Come fossimo in un romanzo distopico di Philip Dick, Como è stata anche la prima città italiana a sperimentare la sorveglianza con il riconoscimento facciale, le telecamere di ultima generazione in grado di tracciare e riconoscere i volti delle persone. Almeno fino allo stop imposto dal garante per la privacy.
Una città, Como, dove però i reati di strada sono in calo, come testimonia la Questura nei suoi rapporti annuali.
L’ultimo episodio che ha sollevato polemiche è stata la coperta tolta a una persona senza fissa dimora e gettata in un prato dall’assessora ai servizi sociali Angela Corengia durante le operazioni di pulizia di un’area in cui dormono una decina di persone. Da tempo le associazioni che si occupano di diritti umani chiedono all’amministrazione di aprire un dormitorio, ma la Lega vorrebbe risolvere il problema recintando l’area. «È una tragedia che nasce dall’odio che monta in questi giorni ed è la causa scatenante al di là della persona fisica che ha compiuto questo gesto», ha commentato il direttore della Caritas comasca Roberto Bernasconi. «O la smettiamo di odiarci o tragedie come questa si ripeteranno». Dice ancora il direttore della Caritas ricordano don Roberto: «La città non ha capito la sua missione».

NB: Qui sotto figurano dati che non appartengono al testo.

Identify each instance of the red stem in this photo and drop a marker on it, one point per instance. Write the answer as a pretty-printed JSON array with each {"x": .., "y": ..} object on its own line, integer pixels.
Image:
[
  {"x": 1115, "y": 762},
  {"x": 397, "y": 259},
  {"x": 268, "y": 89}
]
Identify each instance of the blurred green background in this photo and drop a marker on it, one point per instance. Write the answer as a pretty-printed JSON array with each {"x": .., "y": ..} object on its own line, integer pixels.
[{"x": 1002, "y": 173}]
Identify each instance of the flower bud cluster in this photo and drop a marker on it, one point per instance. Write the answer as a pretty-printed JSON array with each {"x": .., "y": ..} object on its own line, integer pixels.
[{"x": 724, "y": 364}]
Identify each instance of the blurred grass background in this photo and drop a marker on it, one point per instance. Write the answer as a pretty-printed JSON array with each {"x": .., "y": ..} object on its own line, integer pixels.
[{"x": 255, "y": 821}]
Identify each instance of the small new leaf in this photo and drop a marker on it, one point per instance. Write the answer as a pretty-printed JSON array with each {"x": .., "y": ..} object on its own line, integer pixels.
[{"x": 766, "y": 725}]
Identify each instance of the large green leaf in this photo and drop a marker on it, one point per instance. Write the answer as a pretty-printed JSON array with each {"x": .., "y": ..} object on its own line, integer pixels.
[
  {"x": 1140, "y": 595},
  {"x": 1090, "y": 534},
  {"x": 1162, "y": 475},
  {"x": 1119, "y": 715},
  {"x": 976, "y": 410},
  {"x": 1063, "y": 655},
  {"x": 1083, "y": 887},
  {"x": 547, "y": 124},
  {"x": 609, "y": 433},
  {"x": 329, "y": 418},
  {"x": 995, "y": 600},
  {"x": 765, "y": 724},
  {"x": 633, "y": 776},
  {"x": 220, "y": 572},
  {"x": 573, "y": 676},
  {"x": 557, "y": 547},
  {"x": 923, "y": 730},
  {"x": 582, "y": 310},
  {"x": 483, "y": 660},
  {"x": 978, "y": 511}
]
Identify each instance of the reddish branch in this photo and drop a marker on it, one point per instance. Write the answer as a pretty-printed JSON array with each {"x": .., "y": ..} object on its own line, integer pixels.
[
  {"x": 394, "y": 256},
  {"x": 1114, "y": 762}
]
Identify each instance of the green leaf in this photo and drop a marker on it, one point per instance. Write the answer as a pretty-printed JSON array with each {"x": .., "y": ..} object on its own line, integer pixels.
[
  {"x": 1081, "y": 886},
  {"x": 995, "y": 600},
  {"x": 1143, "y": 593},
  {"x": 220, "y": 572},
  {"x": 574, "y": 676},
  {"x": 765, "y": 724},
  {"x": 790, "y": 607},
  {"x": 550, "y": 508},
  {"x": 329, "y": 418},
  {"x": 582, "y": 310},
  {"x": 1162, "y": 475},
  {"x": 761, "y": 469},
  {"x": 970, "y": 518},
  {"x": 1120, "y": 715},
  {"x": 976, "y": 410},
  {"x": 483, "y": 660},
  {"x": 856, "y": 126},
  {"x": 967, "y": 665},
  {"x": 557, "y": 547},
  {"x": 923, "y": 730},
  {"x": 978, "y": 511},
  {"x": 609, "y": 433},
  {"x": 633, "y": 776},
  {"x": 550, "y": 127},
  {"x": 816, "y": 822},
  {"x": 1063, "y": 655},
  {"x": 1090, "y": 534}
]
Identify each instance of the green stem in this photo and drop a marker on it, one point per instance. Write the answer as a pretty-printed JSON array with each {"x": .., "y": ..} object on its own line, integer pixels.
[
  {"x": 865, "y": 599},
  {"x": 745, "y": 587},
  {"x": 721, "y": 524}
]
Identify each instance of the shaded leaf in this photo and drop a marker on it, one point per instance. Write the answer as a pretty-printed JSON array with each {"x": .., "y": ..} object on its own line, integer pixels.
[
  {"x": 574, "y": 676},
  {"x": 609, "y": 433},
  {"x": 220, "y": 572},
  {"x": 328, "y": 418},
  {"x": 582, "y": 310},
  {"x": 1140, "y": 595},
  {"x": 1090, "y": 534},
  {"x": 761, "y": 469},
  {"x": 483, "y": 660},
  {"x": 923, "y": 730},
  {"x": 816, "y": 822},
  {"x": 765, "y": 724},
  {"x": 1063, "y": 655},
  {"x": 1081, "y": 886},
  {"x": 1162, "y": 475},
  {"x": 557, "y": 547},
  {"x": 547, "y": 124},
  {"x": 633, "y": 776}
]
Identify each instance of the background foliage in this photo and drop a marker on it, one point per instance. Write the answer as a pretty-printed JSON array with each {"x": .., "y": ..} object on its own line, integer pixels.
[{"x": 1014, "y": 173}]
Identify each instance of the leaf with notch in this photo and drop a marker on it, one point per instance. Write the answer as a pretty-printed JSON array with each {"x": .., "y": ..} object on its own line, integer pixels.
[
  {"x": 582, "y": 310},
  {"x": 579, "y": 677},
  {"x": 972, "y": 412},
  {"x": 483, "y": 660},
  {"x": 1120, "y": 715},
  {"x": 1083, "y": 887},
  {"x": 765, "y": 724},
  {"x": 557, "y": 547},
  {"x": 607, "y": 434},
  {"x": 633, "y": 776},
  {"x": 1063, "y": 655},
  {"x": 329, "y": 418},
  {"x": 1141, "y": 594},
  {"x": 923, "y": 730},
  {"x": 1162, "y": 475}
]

Le associazioni del terzo settore incrociavano il prete continuamente. Oltre al ricordo commosso della persona, chiamano in causa la politica. «Sentiamo il dovere di accusare le istituzioni che dovrebbero esistere per evitare queste tragedie e per contrastare odio e violenza», ha scritto Como Senza Frontiere richiamando l’amministrazione comunale alle sue responsabilità politico-amministrative. «Perché don Roberto è stato lasciato solo dalle istituzioni nel compito vitale di dare aiuto alle persone costrette a vivere in strada in una delle città più ricche del mondo? Perché le istituzioni non hanno aiutato e curato un uomo psichicamente instabile nonostante la Como solidale abbia più volte e da anni chiesto di affrontare il problema della fragilità psicologica e psichiatrica di chi vive in strada? Perché chi governa Como ha irresponsabilmente ampliato la disperata guerra tra poveri?».
Tra gli amici di don Roberto c’era Luigi Nessi, un consigliere comunale della sinistra comasca che andava due volte a settimana a consegnare le colazioni insieme al prete ucciso. «Era una figura così mite – ricorda a Radio Popolare – seguiva queste persone tutto il giorno, da mattina a sera. Spero che questo sacrificio faccia riflettere la città di Como». È l’auspicio che tanti a Como stanno esprimendo in queste ore così tristi.